The same principle explains why the New World's inhabitants were almost completely wiped out by diseases imported from the Old World--by some estimates, mortality approached 90% of the pre-1492 population of North America and South America. The denizens of the Old World had been pastoralists and farmers much longer than their New World counterparts, and so had been exposed to a host of nasty diseases that originate from domesticated animals (e.g., smallpox). The farmers who were lucky enough to have a genetic adaptation that could resist the diseases passed the adaptation along to their offspring, and over hundreds or thousands of years the genetic defense swept through the whole population. By the time Columbus reached the New World, he and has compatriots had evolved to resist the Old World's diseases. In the New World, the Native American population had turned to agriculture relatively recently and didn't have the same suite of domesticated animals as the inhabitants of the Old World. Native Americans had evolved no genetic defenses against the diseases brought by the Europeans, and millions died in the space of a few decades. (The tables were turned on the Europeans who ventured into Africa, who were genetically ill-equipped to deal with tropical diseases like malaria.)

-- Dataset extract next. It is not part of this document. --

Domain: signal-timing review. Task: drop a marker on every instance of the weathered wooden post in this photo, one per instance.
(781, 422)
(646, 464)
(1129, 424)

Cochran and Harpending's discussion of the Ashkenazim is bound to be more controverial and disturbing. The authors argue that, during the Middle Ages, the Ashkenazi Jews were, for various cultural reasons, a genetically isolated population that could make a living only in certain demanding careers, such as money lending and asset management. All of these occupations rewarded great intellectual ability, so over a period of hundreds of years, the Ashkenazi Jews became smarter on average than other Europeans. (According to the authors, the average IQ of the Ashkenazi Jews is 112, about three quarters of a standard deviation above the European mean.) This pushed the normal distribution of IQ scores among the Ashkenazi to the right, so the Ashkenazi were rewarded with a disproportionate number of geniuses relative to the size of their population. As further support for their hypothesis, the authors point out that the genetic diseases like Tay-Sachs that are associated with the Ashkenazi population seem to be errant expressions of genes that enhance the performance of the brain and central nervous system.
Of course, many of us become very uncomfortable when genetics seems to suggest that one human population might, on average, be more intelligent than another. Arguments about the alleged superiority of one group over another have been used to horrible effect in human history. But the authors are optimists, not racists. Pointing out that there is a unique genetic adaptation among the inhabitants of the village of Limone sul Garda that greatly reduces the risk of coronary disease, the authors argue that "some of the results of history's experiments may even aid us in more ambitious efforts aimed at increasing human life spans and cognitive abilities." Fine up to a point, but we must always be wary of the enthusiasms of those who would twist such hopeful conclusions into an argument for a new form of eugenics.